Чебурашка сдулся на глазах. Концы его тонких обветренных губ опустились, как у печального Пьеро.
— Ну чего вы, Максим Трофимыч, — жалостливо заныл он. — Я ж в натуре не знаю…
— Значит, по-человечески мы не понимаем, — уныло пожал плечами Малько. — Ладно, Витя, иди. У нас ведь и точно против тебя ничего нет. Жди вестей от Баяниста.
Оба опера развернулись, чтобы гордо удалиться. Но тут уж в них вцепился сам Чебурашка.
— Ну, начальники, ну давайте в сторонку отойдём, — нервно зачастил он. — Какого лешего вы меня на майдане мытарите? Сейчас всё расскажу-поведаю. Ваню Муравья лох вокзальный прихватил. Ванька из молодых, совсем нулевой. Я ж своим говорил: рано ему втыкать, пускай на кошечках потренируется…
Чебурашка потащил граждан начальничков за ларёк с надписью «Блинная», чтобы в тихом уютном месте изложить им детально всю печальную историю. Но ненароком сделал шаг в сторону и пересёкся с интеллигентного вида дачником, который только что покинул электричку и торопился с садового участка в родные пенаты. Одной рукой пожилой мужчина в чёрном берете держал портфель, другой — аккуратные грабли. При столкновении Чебурашку отбросило к окошечку блинной, где он протаранил узкоглазого толстяка-азиата.
Блин с ветчиной взлетел из рук толстяка в поднебесье и опустился точно на зубья грабель.
— Шайтан два рога! — отчаянно завизжал толстяк. — Ты зачем на людей пирыгаешь? Где мой бьлин, собака?!
Азиат схватил Чебурашку за грудки.
— Отстань, чурка! — завопил Чебурашка. — Вон твой блин, у чёрта на рогах! Отпусти, говорю! Сейчас писану мойкой по буркалам!
Потомок Чингис-хана отшвырнул Чебурашку в сторону оперативников и бросился к гражданину с электрички, который замер и ошалело взирал на дар небес, повисший прямо над его головой.
— Дарагой, это моё! — просительным тоном обратился толстяк к гражданину. — Чесн слов, моё! Я тибе килянусь…
— Да-да, — растерянно заторопился тот признать правоту азиата. — Конечно, конечно! Берите, пожалуйста, я не претендую…
Азиат с благодарностью дотянулся до блина и нежно снял его с зубьев.
— Спасибо, дарагой, — душевно поблагодарил он обладателя грабель. — Да будет твой путь устлан коврами и осыпан розами…

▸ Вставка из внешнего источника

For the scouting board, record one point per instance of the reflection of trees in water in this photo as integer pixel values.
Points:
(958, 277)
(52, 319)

ВИДИМО, НЕ ВСЕ МОЛИТВЫ АЗИАТОВ долетают до ушей Всевышнего. Едва мужчина в берете и с граблями вытек с толпой на привокзальную площадь, как его неожиданно обступили с трёх сторон незаметные, но внушительного вида серые личности. Одна из них что-то шепнула дачнику на ухо и сунула ему под нос красное удостоверение. Берет у гражданина тут же съехал набекрень, отчего седовласый дяденька стал смахивать на французского партизана маки/, которого прихватили с поличным коварные агенты гестапо. Сходство усиливалось тем, что агенты сунули встревоженного партизана в «Опель» стального цвета, увозя незнакомца, надо думать, в объятия добродушного группенфюрера Генриха Мюллера. «Опель» сопровождала скромная малиновая «девятка».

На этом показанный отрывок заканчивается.